How each proposal for new rates lines up with the four principles above has significantly influenced support or opposition: nobody commented in opposition to Xcel’s proposal in Minnesota, Unitil’s proposal received support from the Massachusetts Department of Energy Resources, but National Grid’s proposal has been opposed by many stakeholders in the commonwealth. Evaluating the three proposals based on the four principles listed above, it becomes clear why the Unitil and Xcel plans were better received than National Grid’s plan:  

  1. Maintain a price signal for efficient heating, especially during times of peak demand. While there is usually plenty of room for new electric demand in the winter, that doesn’t mean we should incentivize inefficient use and waste. Unitil’s proposal would reduce the volumetric rate without eliminating it entirely, helping maintain a price signal for efficient electricity consumption. Xcel goes even further in the right direction, adjusting rates upward during times of high electricity demand and downward when there’s less electricity use (known as a “time of use” rate), providing an incentive for shifting use away from the most expensive hours of the day. National Grid’s proposal to charge a flat distribution fee regardless of consumption does not maintain that price signal.  
     
  2. Limit participation to households with heat pumps. Not all electric heating is efficient—heat pumps are, but electric resistance is not. Utilities should limit participation in electric heating rates to households that have a heat pump. This is where Unitil’s proposal is the best of the lot. Xcel’s would enable participation for any electric space heating, not just heat pumps, which could incentivize inefficient electric resistance heating. National Grid’s proposal also moves in the wrong direction, enabling participation by any household regardless of heating fuel, a recipe for simply subsidizing inefficient electric use.  
     
  3. Reduce energy burdens for low-income households. Too many households are struggling to afford their energy bills, often with disastrous consequences. Any rate design proposal should lower energy burdens for low-income households. Unfortunately, National Grid wouldn’t allow any low-income household participating in its proposed optional rate to also receive a discount for energy assistance. This contributed to vigorous stakeholder opposition to its proposal. Again, Unitil’s proposal was better, allowing low-income households to participate in the heat pump rate and receive the 40% discount on top of that. Xcel’s proposal has one feature that is even better: applying the discount for energy assistance automatically for all eligible low-income households, with a goal of keeping energy burdens below 4%. 
     
  4. Get efficient heat pumps to low-income households. Admittedly this last principle isn’t rate design, but it is equally important and intertwined. If only wealthier households are adding heat pumps, then a reduced winter electric rate for households with heat pumps will be regressive, with lower-income households paying higher rates. So any heat pump rate has to be paired with a robust program to fund installation of efficient heat pumps for low-income households. And those low-income households with heat pumps should automatically be given the heat pump rate and energy assistance to ensure their overall energy burden doesn’t increase.  

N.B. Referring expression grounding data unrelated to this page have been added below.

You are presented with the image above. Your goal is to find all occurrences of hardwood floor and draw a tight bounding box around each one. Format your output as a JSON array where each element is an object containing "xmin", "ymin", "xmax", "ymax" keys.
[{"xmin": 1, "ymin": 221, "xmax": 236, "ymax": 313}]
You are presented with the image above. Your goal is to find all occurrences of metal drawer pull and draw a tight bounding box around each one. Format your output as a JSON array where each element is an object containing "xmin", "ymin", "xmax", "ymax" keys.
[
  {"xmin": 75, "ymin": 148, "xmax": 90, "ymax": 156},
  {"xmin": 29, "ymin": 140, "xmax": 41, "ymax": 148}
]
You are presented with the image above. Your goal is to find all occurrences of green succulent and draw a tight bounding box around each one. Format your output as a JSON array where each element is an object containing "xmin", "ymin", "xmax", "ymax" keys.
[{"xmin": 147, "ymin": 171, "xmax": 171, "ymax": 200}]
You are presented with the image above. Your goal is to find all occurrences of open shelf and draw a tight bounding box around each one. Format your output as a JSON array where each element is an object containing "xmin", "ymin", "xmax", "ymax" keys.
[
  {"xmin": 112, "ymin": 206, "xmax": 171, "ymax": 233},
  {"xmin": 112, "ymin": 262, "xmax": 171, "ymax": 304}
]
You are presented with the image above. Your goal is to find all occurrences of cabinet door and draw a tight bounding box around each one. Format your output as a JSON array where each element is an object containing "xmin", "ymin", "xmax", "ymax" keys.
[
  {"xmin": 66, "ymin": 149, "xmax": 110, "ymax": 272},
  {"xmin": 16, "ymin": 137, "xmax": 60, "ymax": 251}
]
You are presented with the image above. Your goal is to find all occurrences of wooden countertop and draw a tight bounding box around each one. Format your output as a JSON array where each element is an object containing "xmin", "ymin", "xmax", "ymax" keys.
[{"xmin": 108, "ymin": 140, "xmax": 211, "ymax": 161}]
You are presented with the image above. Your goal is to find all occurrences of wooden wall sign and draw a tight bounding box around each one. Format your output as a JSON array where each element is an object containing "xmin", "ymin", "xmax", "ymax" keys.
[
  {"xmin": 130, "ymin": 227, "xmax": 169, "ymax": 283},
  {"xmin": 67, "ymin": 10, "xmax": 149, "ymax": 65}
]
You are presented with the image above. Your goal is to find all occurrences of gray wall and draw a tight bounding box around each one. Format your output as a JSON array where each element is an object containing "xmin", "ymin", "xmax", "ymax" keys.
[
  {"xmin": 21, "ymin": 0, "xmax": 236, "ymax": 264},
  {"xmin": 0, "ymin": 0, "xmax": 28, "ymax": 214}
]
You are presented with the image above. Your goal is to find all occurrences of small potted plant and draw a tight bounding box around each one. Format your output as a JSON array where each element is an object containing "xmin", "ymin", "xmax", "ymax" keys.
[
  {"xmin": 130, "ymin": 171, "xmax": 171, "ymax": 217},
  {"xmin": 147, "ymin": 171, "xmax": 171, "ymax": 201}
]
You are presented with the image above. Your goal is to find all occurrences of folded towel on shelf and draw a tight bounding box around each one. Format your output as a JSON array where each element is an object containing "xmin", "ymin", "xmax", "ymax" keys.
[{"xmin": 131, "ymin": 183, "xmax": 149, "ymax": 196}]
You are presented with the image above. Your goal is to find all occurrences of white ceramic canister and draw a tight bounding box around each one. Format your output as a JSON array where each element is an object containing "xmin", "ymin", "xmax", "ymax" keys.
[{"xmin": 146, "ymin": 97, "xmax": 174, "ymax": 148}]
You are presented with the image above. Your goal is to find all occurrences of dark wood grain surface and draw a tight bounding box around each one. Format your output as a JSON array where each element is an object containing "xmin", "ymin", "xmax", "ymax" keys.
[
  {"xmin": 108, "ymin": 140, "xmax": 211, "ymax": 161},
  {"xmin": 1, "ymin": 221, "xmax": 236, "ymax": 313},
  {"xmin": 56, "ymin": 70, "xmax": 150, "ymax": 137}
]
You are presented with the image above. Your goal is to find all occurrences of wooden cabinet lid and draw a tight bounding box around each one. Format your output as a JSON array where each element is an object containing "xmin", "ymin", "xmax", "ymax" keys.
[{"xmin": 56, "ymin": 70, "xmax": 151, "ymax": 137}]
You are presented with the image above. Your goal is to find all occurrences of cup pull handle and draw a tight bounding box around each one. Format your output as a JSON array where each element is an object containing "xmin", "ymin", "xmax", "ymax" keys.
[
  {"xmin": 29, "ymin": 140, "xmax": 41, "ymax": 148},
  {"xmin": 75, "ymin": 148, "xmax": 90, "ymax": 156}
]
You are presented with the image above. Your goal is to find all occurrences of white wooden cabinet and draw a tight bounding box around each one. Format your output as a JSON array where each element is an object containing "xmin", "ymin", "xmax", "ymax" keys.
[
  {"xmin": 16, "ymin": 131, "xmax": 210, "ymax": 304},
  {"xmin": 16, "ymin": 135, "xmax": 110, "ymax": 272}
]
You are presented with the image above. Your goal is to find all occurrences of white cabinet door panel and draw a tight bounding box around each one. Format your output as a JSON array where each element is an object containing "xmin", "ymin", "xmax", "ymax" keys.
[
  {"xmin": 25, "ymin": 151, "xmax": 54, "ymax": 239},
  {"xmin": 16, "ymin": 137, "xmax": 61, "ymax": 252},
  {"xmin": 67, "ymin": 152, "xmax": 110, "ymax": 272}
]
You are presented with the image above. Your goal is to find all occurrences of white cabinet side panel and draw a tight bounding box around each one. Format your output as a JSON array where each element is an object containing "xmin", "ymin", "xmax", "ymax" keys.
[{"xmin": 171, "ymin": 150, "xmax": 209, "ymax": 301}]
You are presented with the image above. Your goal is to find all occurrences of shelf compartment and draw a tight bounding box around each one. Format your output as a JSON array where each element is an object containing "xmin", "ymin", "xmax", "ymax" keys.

The recent proposals in Massachusetts and Minnesota are among the earliest for new optional rates to account for the differing costs and benefits of electric heating, but they won’t be the last. The Colorado legislature has mandated a proposal from utilities to encourage heat pump adoption in coming years, and more states are expected to do the same. The early proposals offer important lessons for other utilities and state regulators on the right—and wrong—ways to encourage efficient and affordable electric heating.